Hello all,
A customer is facing out of memory query which looks similar to this situation:
https://www.postgresql.org/message-id/flat/12064.1555298699%40sss.pgh.pa.us#eb519865575bbc549007878a5fb7219b
This PostgreSQL version is 11.18. Some settings:
* shared_buffers: 8GB
* work_mem: 64MB
* effective_cache_size: 24GB
* random/seq_page_cost are by default
* physical memory: 32GB
The query is really large and actually update kind of a materialized view.
The customer records the plans of this query on a regular basis. The explain
analyze of this query before running out of memory was:
https://explain.depesz.com/s/sGOH
The customer is aware he should rewrite this query to optimize it, but it's a
long time process he can not start immediately. To make it run in the meantime,
he actually removed the top CTE to a dedicated table. According to their
experience, it's not the first time they had to split a query this way to make
it work.
I've been able to run this query on a standby myself. I've "call
MemoryContextStats(TopMemoryContext)" every 10s on a run, see the data parsed
(best view with "less -S") and the graph associated with it in attachment. It
shows:
* HashBatchContext goes up to 1441MB after 240s then stay flat until the end
(400s as the last record)
* ALL other context are stable before 240s, but ExecutorState
* ExecutorState keeps rising up to 13GB with no interruption until the memory
exhaustion
I did another run with interactive gdb session (see the messy log session in
attachment, for what it worth). Looking at some backtraces during the memory
inflation close to the end of the query, all of them were having these frames in
common:
[...]
#6 0x0000000000621ffc in ExecHashJoinImpl (parallel=false, pstate=0x31a3378)

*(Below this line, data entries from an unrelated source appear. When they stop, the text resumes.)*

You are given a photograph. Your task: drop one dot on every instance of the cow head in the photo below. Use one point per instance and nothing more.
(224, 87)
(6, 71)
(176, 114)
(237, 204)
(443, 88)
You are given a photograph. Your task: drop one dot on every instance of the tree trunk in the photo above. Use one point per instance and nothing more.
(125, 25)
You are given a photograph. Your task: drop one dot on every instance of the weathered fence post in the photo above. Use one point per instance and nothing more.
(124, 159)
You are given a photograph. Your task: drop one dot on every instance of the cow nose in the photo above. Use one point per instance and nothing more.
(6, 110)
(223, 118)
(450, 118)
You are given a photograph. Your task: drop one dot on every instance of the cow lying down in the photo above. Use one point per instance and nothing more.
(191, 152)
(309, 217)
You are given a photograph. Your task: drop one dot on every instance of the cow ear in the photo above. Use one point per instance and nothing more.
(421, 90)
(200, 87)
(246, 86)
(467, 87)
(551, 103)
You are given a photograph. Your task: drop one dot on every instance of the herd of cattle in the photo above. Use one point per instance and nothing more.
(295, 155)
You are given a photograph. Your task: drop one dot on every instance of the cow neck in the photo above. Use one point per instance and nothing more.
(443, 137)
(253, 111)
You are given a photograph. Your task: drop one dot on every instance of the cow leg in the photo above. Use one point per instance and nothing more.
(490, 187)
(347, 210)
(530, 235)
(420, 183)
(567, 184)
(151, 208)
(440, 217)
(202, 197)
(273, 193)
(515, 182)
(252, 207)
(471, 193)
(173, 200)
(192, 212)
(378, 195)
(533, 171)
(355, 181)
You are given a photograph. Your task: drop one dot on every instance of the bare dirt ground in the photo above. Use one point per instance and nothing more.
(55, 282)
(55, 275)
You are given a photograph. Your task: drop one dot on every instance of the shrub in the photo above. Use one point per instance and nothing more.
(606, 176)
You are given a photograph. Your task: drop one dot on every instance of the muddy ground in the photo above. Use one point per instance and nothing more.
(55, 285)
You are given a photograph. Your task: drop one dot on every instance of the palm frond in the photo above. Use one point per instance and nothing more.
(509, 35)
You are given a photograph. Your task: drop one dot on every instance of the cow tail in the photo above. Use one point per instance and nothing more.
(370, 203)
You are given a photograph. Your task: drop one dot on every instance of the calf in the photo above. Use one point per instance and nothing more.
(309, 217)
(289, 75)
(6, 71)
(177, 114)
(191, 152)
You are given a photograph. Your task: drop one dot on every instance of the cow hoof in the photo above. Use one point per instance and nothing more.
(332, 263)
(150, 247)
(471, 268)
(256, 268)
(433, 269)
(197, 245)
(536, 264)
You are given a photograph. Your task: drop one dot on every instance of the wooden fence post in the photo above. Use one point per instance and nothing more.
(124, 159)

at nodeHashjoin.c:398 [...]
...which is not really helpful but at least, it seems to come from a hash join
node or some other hash related code. See the gdb session log for more details.
After the out of mem, pmap of this process shows:
430: postgres: postgres <dbname> [local] EXPLAIN
Address Kbytes RSS Dirty Mode Mapping
[...]
0000000002c5e000 13719620 8062376 8062376 rw--- [ anon ]
[...]
Is it usual a backend is requesting such large memory size (13 GB) and
actually use less of 60% of it (7.7GB of RSS)?
Sadly, the database is 1.5TB large and I can not test on a newer major version.
I did not try to check how large would be the required data set to reproduce
this, but it moves 10s of million of rows from multiple tables anyway...
Any idea? How could I help to have a better idea if a leak is actually
occurring and where exactly?
Regards,